De Oostakkerse gedichten
Hugo Claus


1955, poëzie
Claus Oostakkersegedichten

De Oostakkerse gedichten geldt als een klassiek voorbeeld en tegelijk het hoogtepunt van de Vlaamse Vijftigers-poëzie. Door de overwegend dierlijke en plantaardige beeldspraak, het pulserende ritme, de vrijheidsdrang, het vitalisme en de verheerlijking van de seksualiteit die uit deze gedichten spreken, was en is dit uitgesproken vernieuwende poëzie die een beroezende leeservaring oplevert.
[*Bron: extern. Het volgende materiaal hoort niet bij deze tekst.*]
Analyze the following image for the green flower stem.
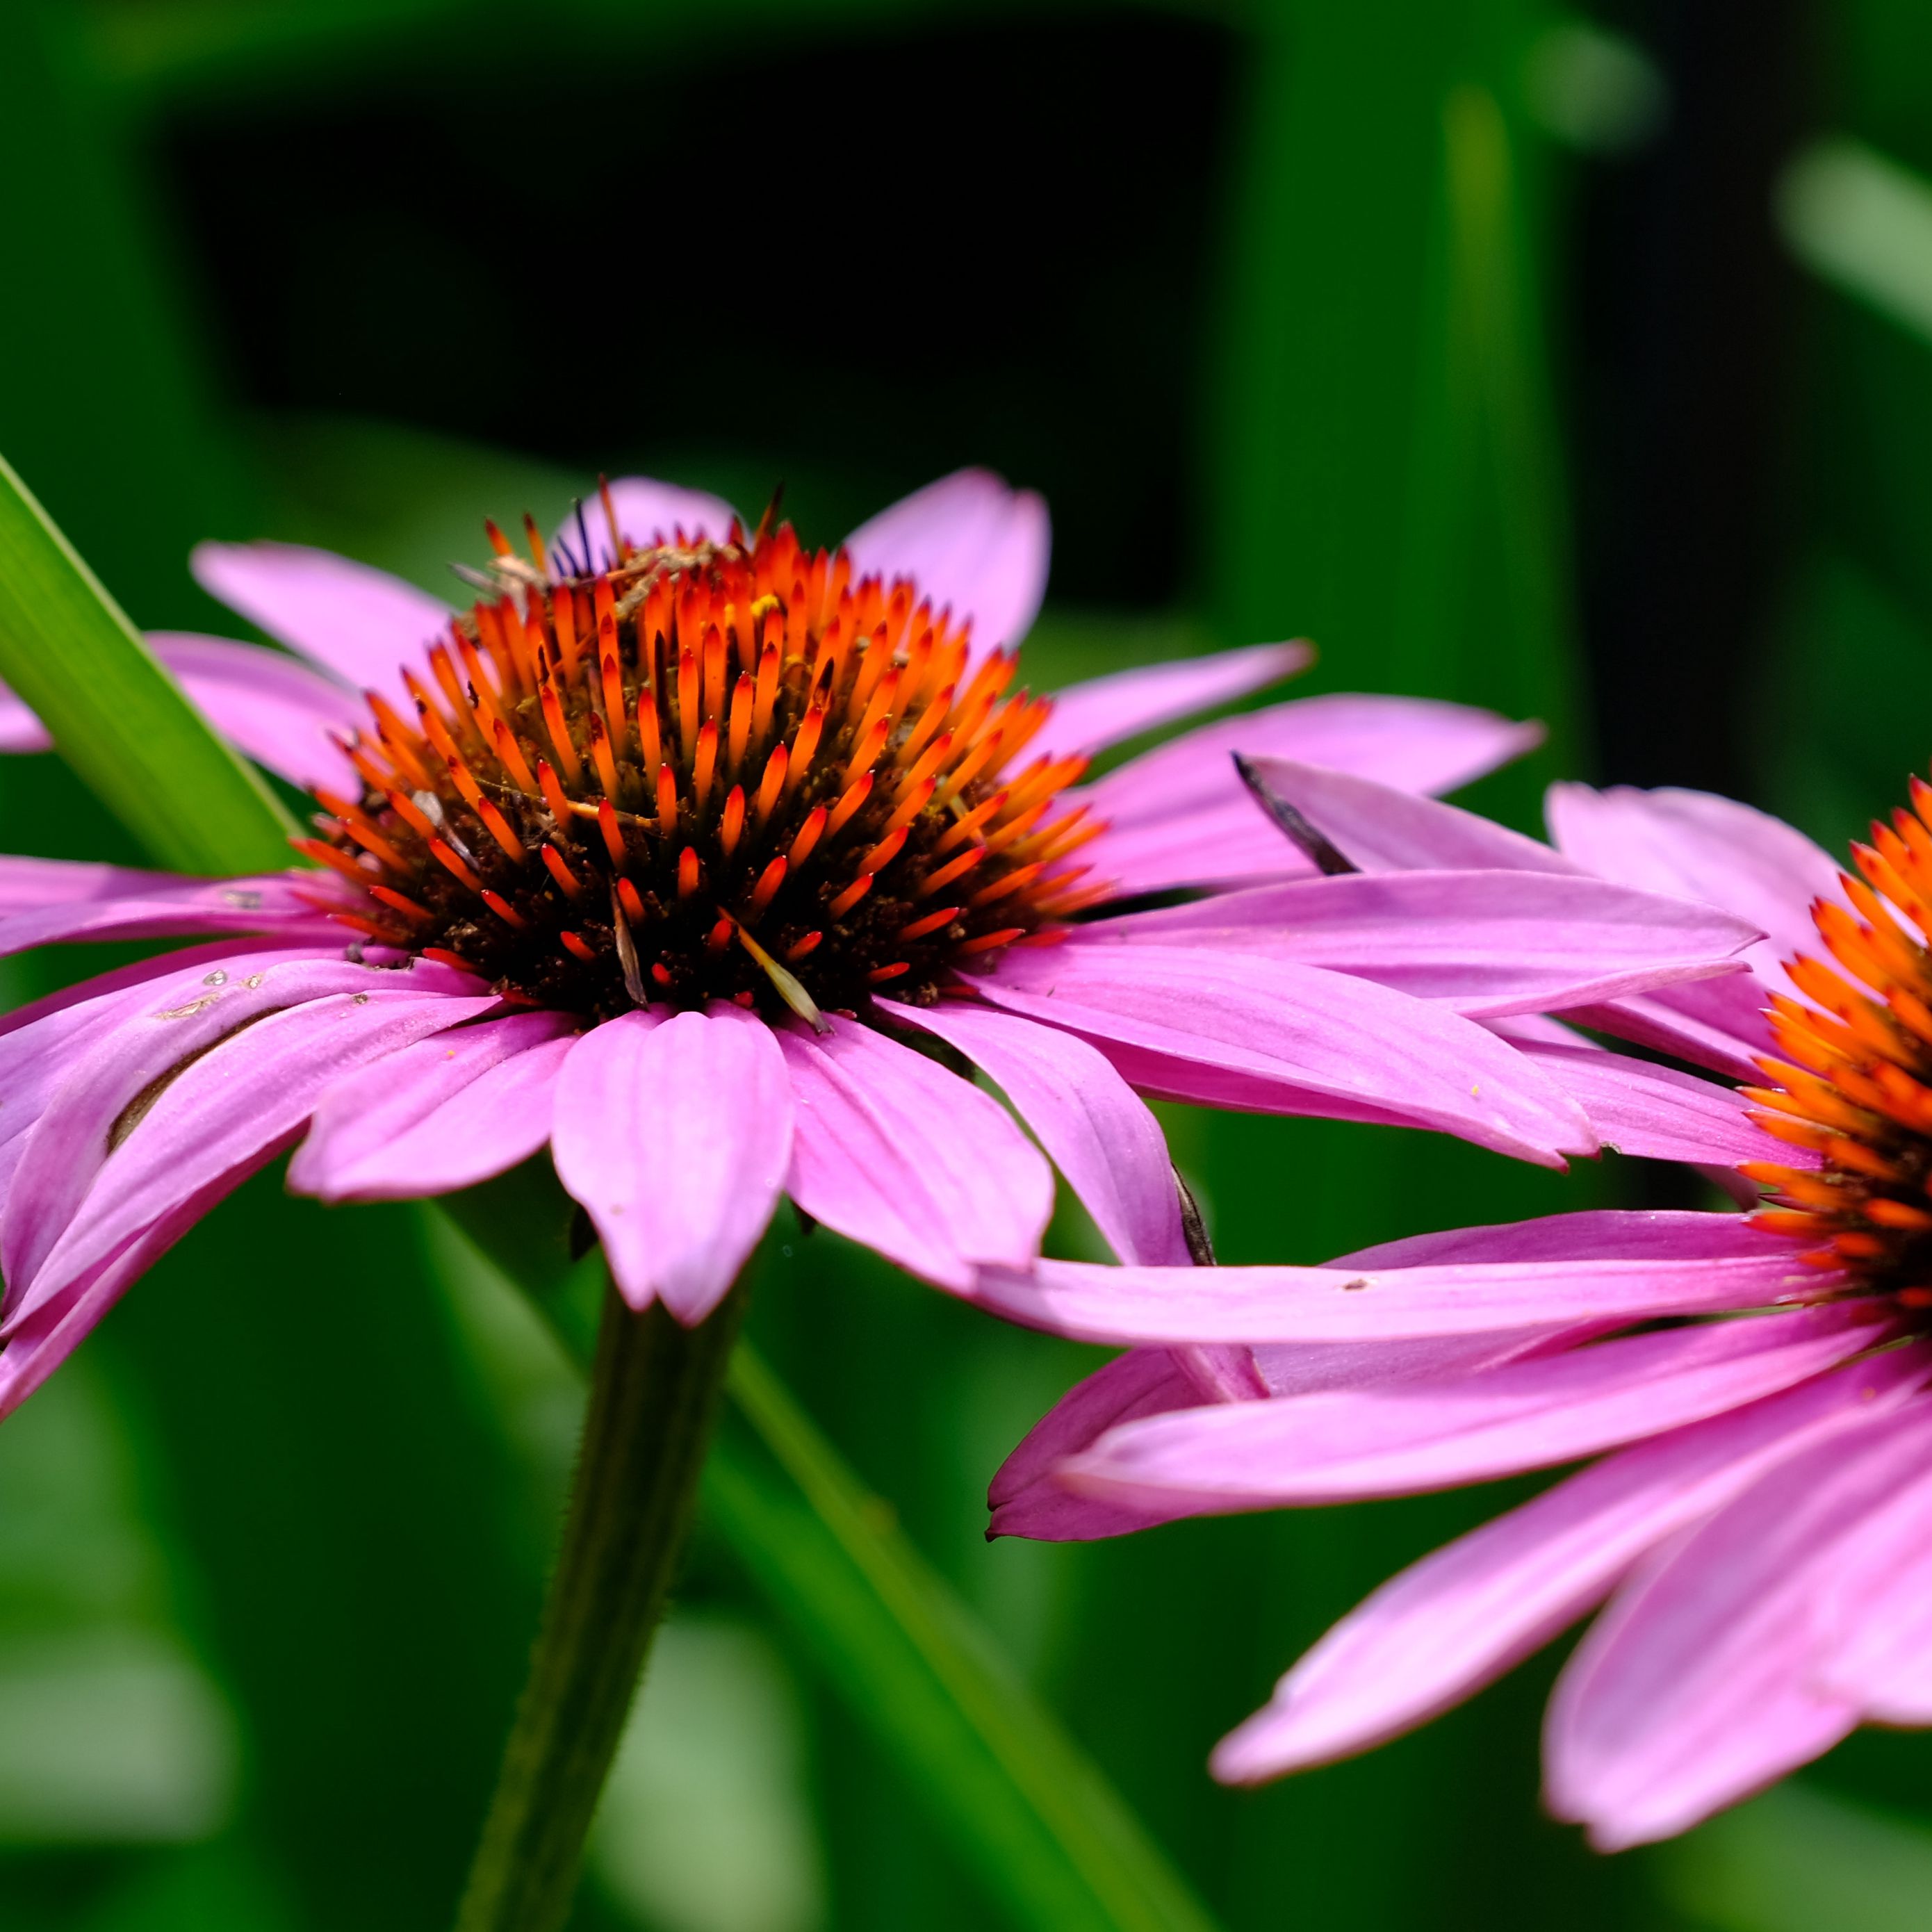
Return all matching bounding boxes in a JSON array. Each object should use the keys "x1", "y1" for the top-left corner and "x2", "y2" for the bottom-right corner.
[{"x1": 455, "y1": 1278, "x2": 747, "y2": 1932}]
In de beelden die in De Oostakkerse gedichten voorkomen worden de meest uiteenlopende elementen met elkaar verbonden. De eerste lezers van deze bundel meenden dan ook dat die beelden voornamelijk spontaan, associatief of klankmatig tot stand gekomen waren, in het verlengde van het surrealisme. Later bleek evenwel dat – voor wie het wil zien – heel veel van de schijnbaar intuïtieve gedichten vol verwijzingen zitten naar (klassieke) literatuur, van Dante en William Blake tot Karel Van de Woestijne en Paul van Ostaijen. Claus hanteert in deze bundel dus een werkwijze zoals T.S. Eliot dat deed in The Waste Land, zodat De Oostakkerse gedichten veeleer in de traditie van het modernisme geplaatst moeten worden.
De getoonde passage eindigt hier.